Existing space situational awareness systems struggle to interpret the physical and tactical implications of spacecraft maneuvers. To address this gap, this work proposes a benchmark platform integrating high-fidelity celestial mechanics simulations with realistic observational constraints. For the first time, the framework jointly incorporates physical consistency and semantic correctness into its evaluation methodology through three core tasks: intent inference, maneuver parameter estimation, and threat assessment, while introducing composite scenarios featuring noisy observations and multi-source textual intelligence of varying reliability. Experimental results reveal significant performance disparities among open-source large language models: Qwen3 (32B) excels in intent inference, QwQ (32B) leads in threat assessment and parameter accuracy, and GPT-OSS (20B) demonstrates superior reasoning and numerical extraction capabilities. Furthermore, structured prompting substantially enhances the performance of 8B-scale models.

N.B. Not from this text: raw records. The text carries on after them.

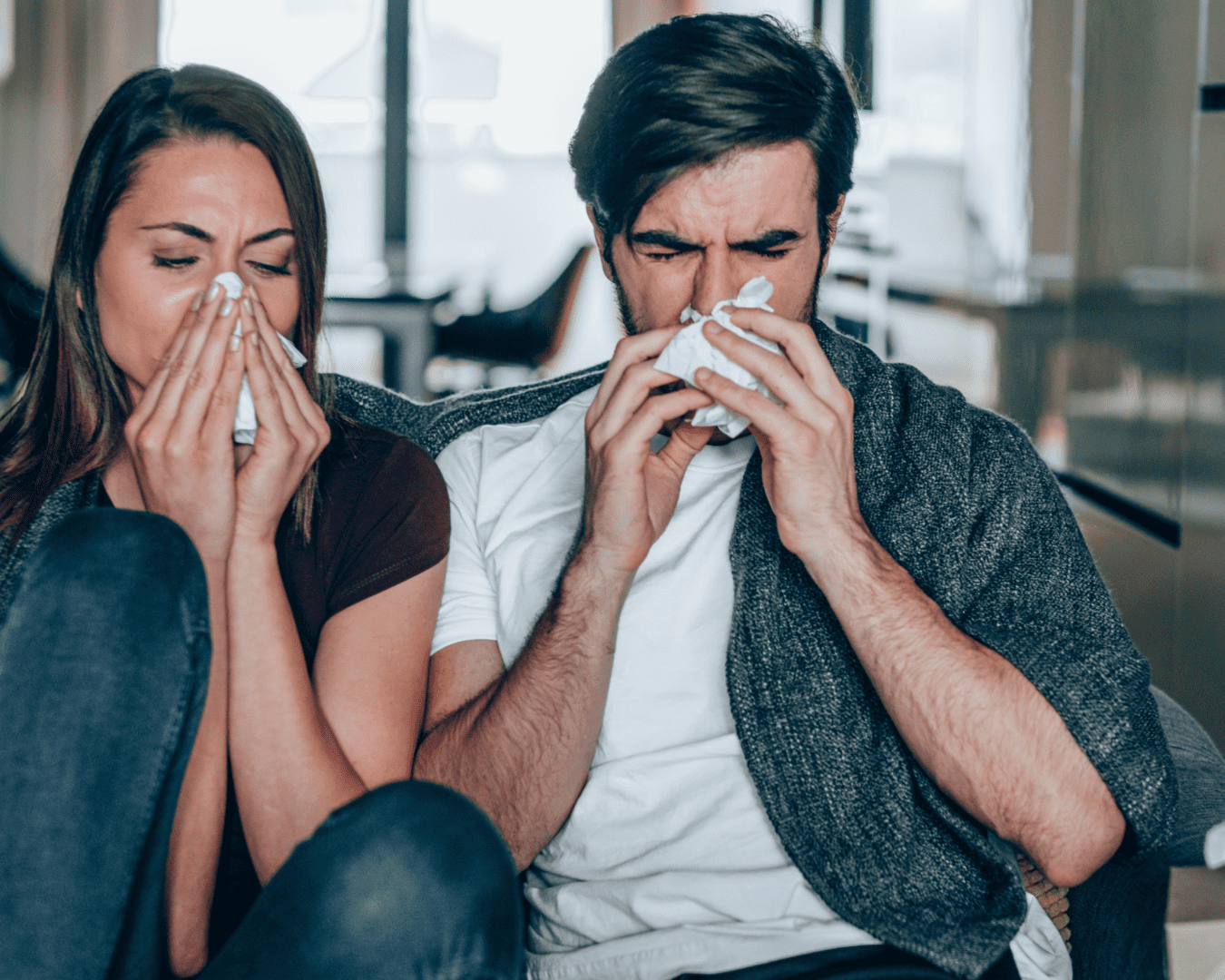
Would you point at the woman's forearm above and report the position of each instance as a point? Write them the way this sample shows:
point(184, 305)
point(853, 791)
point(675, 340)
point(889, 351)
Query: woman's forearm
point(289, 770)
point(200, 815)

Understanding why a spacecraft maneuvers -- rather than simply that it did -- is an increasingly important problem for space domain awareness as Earth orbits grow crowded and contested. Current analysis pipelines are built for detection: they are good at picking up that something happened, less good at reasoning about what it means. AstroMind is a physics-grounded benchmark designed to close that gap. It draws on high-fidelity astrodynamics simulations and real observational constraints, converting them into verifiable reasoning problems across three task types: intent inference, maneuver parameter estimation, and threat assessment. Each scenario includes realistic sensing noise and multi-source textual intelligence at varying reliability levels. Evaluation metrics capture both semantic correctness and quantitative consistency under physical constraints. Benchmarking a suite of open-weight models shows no single model dominates every axis: Qwen3 (32B) leads on intent inference accuracy; QwQ (32B) leads on threat assessment and achieves the lowest median relative error on parsed items; GPT-OSS (20B) produces the strongest judged reasoning quality and extracts the most scalar values for parameter estimation (136 of 241 parsed items). Training data composition and reasoning style matter as much as model size. Structured reasoning prompts help consistently across tested 8B models, with larger gains for those that can already track physical constraints. AstroMind gives the field a shared test for a problem where getting the physics right and reading the tactical situation correctly are both required -- neither is sufficient on its own.